Flat Out on the Flats
A pair of old salts return to the Bonneville SaltFlats
Story by Mike Seate Reprinted with permission Iron Works April 2001
Despite all their early success on the salt, neither Riley nor Morrow ever imagined that, come the year 2000, both would work the salt surface again, setting two new records aboard a new Twin Cam 88 street bike. The bike was entered by Carl’s Speed Shop (Daytona Beach, FL), and ridden by Riley. Actually, during the Y2K run, the Carl’s Speed Shop team set six land speed records at the Southern California Timing Association/BNI sanctioned event. Moreover, in the unlimited class, Morrow’s son Doug rode the shop’s modified Sportster, powered by a big-bore 113-cubic-inch engine, to a fastest one way speed of 178.248 mph. Later Doug took the shop’s other bike, Top Gun, to two more records. That Sportster-based racer, powered by a 99-cubic-inch mill, shook the salt at 158.309 mph and 164.519 mph respectively. Not to be outdone, the 59-year-old Riley rode the Carl’s Speed Shop 95-cubic-inch Dyna roadster to a pair of world records at 157.604 mph and 156.738. The bike, it’s worth noting, was street legal, too.
And these records came after a five year absence for Morrow and a quarter of a century hiatus from the racing saddle for Riley. Talk with riders and crews who have blazed their own paths across the hard, white salt and they’ll speak of the continuous trial and error, not to mention countless hours of tuning, that is typically required to set land speed records.
Indeed, Morrow and Riley agree that Bonneville isn’t about prize money because, well, there is none. And racing on the Salt Flats is not necessarily about gaining fame either, although a fair bit of notoriety can be achieved. Instead, racing at Bonneville is a lot like mountain climbing, you do it for the love and exhilarating feeling that it has to offer.
“I do it just for something I can hang my hat on, and say I did it. When other shops brag about their dyno figures and horsepower, we say, ‘look at our accomplishments (on the race track),”’ said Morrow.

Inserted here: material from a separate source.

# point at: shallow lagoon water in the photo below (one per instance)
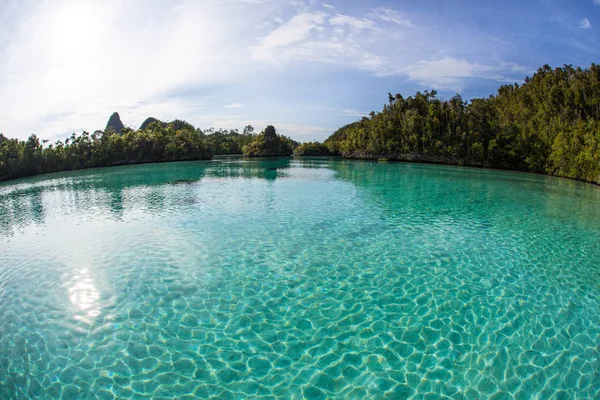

For Riley, a weekend spent in search of the doubleton as they used to call 200mph runs is still a matter of simply loving speed. “I’ve always enjoyed drag racing, and when I first starting running my Sportsters on the quarter-mile back in ‘54,I always wanted to see what would happen if you just left the throttle open a little longer,” Riley said with a laugh. The place to realize that dream, Riley soon figured out, was at Bonneville.